Wann erscheint Bitcoin Core v31 offiziell?
Der v31.0rc4 Release Candidate ist seit 11. April 2026 im Testnet. Die endgültige Veröffentlichung wird für die zweite Jahreshälfte 2026 erwartet. Der "rc4"-Status weist darauf hin, dass die Version bereits mehrfach getestet wurde – das finale Release folgt in der Regel wenige Monate später.
Verbirgt Tor-only Broadcast meine Bitcoin-Transaktionen?
Die Transaktionen selbst bleiben auf der Blockchain sichtbar. Die Funktion trennt aber Ihre IP-Adresse von der Transaktion, die Sie senden. Durch das exklusive Routing über Tor oder I2P können Analysefirmen Ihre Netzwerkidentität nicht mehr so einfach mit On-Chain-Aktivitäten verknüpfen.
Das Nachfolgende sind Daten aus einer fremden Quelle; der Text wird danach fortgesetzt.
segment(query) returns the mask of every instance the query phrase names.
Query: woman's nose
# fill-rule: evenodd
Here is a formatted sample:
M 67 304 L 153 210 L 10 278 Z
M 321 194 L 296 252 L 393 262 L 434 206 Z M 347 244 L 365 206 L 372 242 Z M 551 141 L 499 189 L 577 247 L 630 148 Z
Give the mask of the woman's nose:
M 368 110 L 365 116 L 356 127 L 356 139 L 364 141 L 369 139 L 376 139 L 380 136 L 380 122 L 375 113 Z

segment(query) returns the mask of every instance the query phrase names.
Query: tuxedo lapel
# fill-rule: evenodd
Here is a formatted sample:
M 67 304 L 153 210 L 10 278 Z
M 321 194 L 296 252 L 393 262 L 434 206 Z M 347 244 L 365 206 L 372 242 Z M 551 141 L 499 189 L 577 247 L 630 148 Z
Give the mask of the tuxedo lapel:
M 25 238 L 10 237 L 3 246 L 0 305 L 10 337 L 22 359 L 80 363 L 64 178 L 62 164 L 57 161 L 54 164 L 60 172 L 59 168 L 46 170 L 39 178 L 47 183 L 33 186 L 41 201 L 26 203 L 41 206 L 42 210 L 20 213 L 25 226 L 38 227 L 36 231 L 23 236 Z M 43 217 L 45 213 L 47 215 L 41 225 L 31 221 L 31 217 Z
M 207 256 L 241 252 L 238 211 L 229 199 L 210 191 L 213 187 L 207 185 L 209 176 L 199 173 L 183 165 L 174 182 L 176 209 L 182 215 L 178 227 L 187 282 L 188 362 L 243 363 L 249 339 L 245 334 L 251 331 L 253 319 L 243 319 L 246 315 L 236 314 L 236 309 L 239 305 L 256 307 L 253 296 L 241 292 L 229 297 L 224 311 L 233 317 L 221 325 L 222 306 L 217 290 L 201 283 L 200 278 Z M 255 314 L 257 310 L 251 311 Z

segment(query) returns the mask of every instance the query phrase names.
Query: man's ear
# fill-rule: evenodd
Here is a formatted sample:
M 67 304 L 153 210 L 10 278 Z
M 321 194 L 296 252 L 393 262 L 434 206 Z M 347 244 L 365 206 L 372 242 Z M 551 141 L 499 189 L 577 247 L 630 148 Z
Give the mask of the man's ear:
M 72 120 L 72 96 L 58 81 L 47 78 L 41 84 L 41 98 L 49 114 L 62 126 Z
Senkt das Cluster-Mempool die Bitcoin-Transaktionsgebühren?
Es beeinflusst nicht direkt das generelle Gebührenniveau, das primär von der Blocknachfrage abhängt. Die Gebührenschätzungen werden jedoch genauer, wodurch Wallets seltener zu hohe Gebühren veranschlagen. Auch profitieren Miner, da zuvor vernachlässigte Transaktionspakete jetzt besser priorisiert werden.
Fazit
Bitcoin Core v31 ist das bedeutendste Infrastruktur-Update der letzten Jahre für die Transaktionsverarbeitung. Das Cluster-Mempool ersetzt ein über ein Jahrzehnt altes System und ermöglicht effizientere Bearbeitung komplexer Transaktionspakete, während Miner von optimierten Blockvorlagen profitieren. Die Tor-only Broadcast-Option verbessert den Datenschutz deutlich.
Für Nutzer zeigt sich das vor allem in realistischeren Gebührenschätzungen und weniger "hängengebliebenen" Transaktionen – insbesondere bei CPFP oder Sammelzahlungen. Node-Betreiber sollten die neuen Defaults ab dem zweiten Halbjahr 2026 testen. Nutzer, denen finanzielle Privatsphäre wichtig ist, profitieren zusätzlich von der nativen Tor-Integration. Die Testnet-Phase läuft, und der v31.0rc4 Sourcecode ist auf GitHub verfügbar – zum Testen vor dem Produktionsstart.